No tengo el software para abrir el archivo que está en el RAR

saludos
a sus ordenes


----------



## carocaro88

Aca lo amplie un poquito mas pero no del todo.. sale un poco cortado..


----------



## MrCarlos

Hola carocaro88

Realmente no entiendo que quieres hacer; según entendí al principio tu querías UN CONTADOR DE 000 al 999 y que dentro de este RANGO lo pudieras programar que iniciara y finalizara según Tú quisieras.

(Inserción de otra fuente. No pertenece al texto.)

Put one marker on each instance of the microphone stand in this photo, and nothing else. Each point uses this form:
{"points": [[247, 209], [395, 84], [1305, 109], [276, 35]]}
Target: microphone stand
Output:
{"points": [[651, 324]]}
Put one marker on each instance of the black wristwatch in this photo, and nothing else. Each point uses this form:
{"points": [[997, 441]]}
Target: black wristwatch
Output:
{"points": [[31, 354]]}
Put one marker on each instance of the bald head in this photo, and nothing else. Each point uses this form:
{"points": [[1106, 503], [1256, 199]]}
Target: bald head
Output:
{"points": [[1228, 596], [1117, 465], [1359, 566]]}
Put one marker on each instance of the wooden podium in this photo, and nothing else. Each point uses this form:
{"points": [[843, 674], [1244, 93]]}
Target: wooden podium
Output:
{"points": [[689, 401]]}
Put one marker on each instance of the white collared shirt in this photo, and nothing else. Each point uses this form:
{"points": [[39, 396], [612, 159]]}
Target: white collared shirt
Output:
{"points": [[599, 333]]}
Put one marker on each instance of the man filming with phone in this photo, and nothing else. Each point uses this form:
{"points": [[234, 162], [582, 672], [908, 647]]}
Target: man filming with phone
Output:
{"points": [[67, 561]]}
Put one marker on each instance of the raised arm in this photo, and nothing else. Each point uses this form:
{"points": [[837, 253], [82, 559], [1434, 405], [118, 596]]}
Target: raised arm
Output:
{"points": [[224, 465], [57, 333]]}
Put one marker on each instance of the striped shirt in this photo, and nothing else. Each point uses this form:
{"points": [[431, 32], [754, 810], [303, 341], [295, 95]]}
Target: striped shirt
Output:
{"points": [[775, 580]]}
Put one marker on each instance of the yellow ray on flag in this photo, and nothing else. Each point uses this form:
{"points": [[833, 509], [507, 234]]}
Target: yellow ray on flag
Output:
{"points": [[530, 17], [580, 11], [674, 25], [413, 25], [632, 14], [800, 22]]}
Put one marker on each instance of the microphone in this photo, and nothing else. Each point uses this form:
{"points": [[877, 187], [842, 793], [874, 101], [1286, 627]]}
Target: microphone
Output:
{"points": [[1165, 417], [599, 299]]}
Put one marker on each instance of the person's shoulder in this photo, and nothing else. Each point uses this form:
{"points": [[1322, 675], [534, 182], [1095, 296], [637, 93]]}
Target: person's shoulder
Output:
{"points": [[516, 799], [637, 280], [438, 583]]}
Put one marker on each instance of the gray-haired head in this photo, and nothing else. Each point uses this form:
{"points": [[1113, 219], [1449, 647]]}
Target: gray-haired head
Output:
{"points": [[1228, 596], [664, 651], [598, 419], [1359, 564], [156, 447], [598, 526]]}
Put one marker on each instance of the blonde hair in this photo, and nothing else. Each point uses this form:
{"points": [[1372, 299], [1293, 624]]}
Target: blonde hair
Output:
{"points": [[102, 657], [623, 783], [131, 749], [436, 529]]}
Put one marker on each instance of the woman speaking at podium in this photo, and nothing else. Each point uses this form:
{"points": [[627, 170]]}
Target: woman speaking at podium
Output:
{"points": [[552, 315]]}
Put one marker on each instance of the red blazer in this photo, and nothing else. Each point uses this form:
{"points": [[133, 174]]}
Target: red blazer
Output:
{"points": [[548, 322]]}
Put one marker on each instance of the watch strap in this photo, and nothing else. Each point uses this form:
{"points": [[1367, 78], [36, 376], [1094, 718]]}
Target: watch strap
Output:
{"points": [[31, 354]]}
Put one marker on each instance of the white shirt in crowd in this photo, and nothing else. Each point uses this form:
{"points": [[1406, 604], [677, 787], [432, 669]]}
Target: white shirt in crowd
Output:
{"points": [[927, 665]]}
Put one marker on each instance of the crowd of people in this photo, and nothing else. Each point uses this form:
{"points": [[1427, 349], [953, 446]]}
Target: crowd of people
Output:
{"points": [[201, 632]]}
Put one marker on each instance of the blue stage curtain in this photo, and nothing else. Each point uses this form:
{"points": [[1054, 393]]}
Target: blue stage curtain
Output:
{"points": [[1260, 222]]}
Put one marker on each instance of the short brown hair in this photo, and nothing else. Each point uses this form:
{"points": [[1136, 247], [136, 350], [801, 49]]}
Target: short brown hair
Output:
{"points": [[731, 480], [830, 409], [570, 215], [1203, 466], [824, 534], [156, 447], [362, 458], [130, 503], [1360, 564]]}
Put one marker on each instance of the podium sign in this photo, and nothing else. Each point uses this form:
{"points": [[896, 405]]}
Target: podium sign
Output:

Sí es así ?

Pero dime, Para qué quieres los contadores U10, U4, U1, Identificados así en tu ultimo diagrama ?
Y... Los comparadores de magnitud (74LS85) para que son ?.

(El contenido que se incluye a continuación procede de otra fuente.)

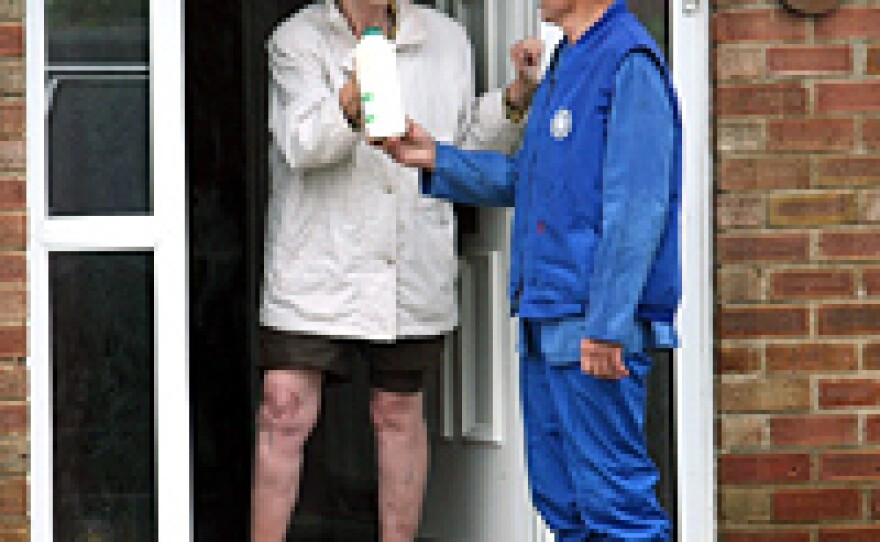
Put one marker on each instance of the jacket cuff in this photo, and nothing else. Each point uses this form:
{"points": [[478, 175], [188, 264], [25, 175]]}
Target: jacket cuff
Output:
{"points": [[433, 182], [617, 329]]}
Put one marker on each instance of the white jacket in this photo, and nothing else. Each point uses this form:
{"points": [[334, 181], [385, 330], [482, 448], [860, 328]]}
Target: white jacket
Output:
{"points": [[353, 249]]}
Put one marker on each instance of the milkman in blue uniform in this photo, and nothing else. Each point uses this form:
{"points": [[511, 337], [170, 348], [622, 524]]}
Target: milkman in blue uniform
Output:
{"points": [[595, 267]]}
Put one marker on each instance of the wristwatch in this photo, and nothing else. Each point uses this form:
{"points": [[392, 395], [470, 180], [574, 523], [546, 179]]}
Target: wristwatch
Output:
{"points": [[513, 112]]}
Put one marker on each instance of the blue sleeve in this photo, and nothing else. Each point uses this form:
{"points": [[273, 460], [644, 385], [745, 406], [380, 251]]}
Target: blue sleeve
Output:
{"points": [[635, 197], [482, 178]]}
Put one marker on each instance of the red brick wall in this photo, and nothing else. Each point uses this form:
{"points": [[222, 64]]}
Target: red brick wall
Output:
{"points": [[13, 342], [797, 116]]}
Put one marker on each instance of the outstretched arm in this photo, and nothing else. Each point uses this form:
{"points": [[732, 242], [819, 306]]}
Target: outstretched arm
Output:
{"points": [[484, 178]]}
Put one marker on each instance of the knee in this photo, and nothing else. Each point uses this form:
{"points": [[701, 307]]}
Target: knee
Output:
{"points": [[396, 412], [288, 413]]}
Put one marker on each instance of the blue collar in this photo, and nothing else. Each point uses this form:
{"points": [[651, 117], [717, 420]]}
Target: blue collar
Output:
{"points": [[617, 8]]}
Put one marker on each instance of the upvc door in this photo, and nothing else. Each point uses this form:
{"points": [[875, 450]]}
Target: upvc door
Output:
{"points": [[107, 268], [478, 489]]}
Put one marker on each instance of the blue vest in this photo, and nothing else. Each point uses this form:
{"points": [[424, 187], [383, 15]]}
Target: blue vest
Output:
{"points": [[558, 218]]}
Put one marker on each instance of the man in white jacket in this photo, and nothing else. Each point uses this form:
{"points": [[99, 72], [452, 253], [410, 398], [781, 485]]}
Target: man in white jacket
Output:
{"points": [[357, 262]]}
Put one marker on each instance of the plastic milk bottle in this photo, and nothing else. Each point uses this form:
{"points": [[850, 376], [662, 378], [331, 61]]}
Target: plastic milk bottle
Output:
{"points": [[379, 82]]}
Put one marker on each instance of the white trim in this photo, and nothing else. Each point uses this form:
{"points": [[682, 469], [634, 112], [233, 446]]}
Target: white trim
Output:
{"points": [[40, 497], [471, 428], [168, 143], [163, 233], [693, 374]]}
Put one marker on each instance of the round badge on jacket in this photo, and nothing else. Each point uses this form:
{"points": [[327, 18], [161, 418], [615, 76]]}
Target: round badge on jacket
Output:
{"points": [[560, 126]]}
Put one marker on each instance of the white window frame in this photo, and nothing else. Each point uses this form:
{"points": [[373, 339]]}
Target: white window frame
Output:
{"points": [[163, 233]]}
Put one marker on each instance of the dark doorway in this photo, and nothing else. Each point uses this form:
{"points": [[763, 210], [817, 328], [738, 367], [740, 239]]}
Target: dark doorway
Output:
{"points": [[226, 82], [226, 93]]}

Lo único que pretendíamos hacer es un contador PROGRAMABLE, no es así ?

Espero me aclares estas dudas para poder continuar.

saludos
a sus ordenes


----------



## carocaro88

Ok.. 

claro yo quiero un contador del 000 al 999 que tenga modulo variable, que cambie de inicio y fin cuando yo quiera, pero que los numeros esten en ese rango, lo que pasa es que esa es una idea que tuve y queria mostrarla.. el que me distes yo lo monte pero que se quedaba fijo en la cuenta y solo tomaba en cuenta los numeros de los swicth que estaban en la salida de los contadores.. 

Saludos...


----------



## MrCarlos

Hola carocaro88

adjunto un DOC que espero te ayude con tu abjetivo.

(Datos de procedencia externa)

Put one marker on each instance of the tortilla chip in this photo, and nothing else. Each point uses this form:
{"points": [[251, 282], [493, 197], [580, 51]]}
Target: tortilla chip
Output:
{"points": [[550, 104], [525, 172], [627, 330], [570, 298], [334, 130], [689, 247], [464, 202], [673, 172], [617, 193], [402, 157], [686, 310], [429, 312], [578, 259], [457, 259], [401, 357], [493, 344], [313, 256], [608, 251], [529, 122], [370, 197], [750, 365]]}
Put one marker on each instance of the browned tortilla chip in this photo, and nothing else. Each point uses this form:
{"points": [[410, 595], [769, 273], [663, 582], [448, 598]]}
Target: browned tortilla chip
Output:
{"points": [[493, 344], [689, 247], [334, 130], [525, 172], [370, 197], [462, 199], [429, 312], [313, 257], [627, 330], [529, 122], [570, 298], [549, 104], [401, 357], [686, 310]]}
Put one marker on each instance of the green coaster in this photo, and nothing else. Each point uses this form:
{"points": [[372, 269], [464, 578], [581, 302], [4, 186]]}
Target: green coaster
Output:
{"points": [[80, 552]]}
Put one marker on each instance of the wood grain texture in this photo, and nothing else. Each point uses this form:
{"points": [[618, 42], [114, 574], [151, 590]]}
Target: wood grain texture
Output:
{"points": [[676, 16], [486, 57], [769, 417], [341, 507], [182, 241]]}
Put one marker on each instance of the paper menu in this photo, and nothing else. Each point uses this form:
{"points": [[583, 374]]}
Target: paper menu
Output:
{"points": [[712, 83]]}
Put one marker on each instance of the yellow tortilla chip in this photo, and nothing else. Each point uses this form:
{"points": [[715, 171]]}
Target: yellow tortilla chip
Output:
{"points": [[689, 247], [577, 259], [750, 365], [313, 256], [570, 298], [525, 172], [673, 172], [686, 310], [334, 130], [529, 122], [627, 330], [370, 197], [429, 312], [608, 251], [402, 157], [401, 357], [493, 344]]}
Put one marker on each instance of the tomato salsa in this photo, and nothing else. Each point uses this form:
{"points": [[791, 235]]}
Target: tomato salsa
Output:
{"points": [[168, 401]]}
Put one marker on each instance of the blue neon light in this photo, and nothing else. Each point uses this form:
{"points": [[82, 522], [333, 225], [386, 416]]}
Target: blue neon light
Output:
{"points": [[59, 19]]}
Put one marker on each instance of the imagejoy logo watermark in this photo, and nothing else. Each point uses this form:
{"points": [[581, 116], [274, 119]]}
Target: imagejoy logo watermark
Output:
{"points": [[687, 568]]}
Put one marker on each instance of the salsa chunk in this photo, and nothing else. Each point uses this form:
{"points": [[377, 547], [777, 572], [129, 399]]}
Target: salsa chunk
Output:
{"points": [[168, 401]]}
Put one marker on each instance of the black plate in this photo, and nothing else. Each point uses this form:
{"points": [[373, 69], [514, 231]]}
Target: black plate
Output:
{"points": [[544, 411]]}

es para estudiar y si lo haces bien también lograrás hacer tu contador.

saludos
a sus ordenes


----------



## mazas

Os cuelgo tres contadores diseñados con 7490 uno de 000 a 333 otro de 000 a 599 y otro de 00h00m a 23h59m.
saludos


----------



## jerson1231

hermanos un millon de gracias por los relojitos jaja tengo que presentarlo ahorita y de suerte me lo eh encontrado aqui jeje 

gracias por todos 

nos estamos leyendo


----------



## carlimp

Hector  Pedraza Herrera dijo:


> Hola a todos,
> 
> Necesito hacer un reloj digital con contadores 7490 (mod 10); la cuenta del 0 al 59 no es problema; pero tengo serias dificultades, cuando quiero pasar por ejemplo de 00:00:59 al 00:01:00.
> 
> Estuve checando las hojas de datos y encontré 2 entradas R91(6) y R92(7), que sinceramente no entendí su función. lo único que averigüe fue que necesitan estar a nivel bajo para que mi contador funcione; supongo que por ahí puede venir la respuesta a mi duda.
> 
> Ojala alguien me pueda ayudar



disculoa como lograste hacer que contara de 0 a 59?


----------



## MrCarlos

Hola carlimp

Es relativamente fácil el hacer un contador de 00 a 59.
Se requieren 2 contadores binarios, si la cuenta es en binario, ó, 2 contadores de décadas si la cuenta es en decimal.

Uno de ellos, al que le llegan los pulsos de reloj, será el que cuente las unidades y el otro contará las decenas.
Deben estar conectados en cascada, al clock de las decenas le llega el Carry del contador de unidades.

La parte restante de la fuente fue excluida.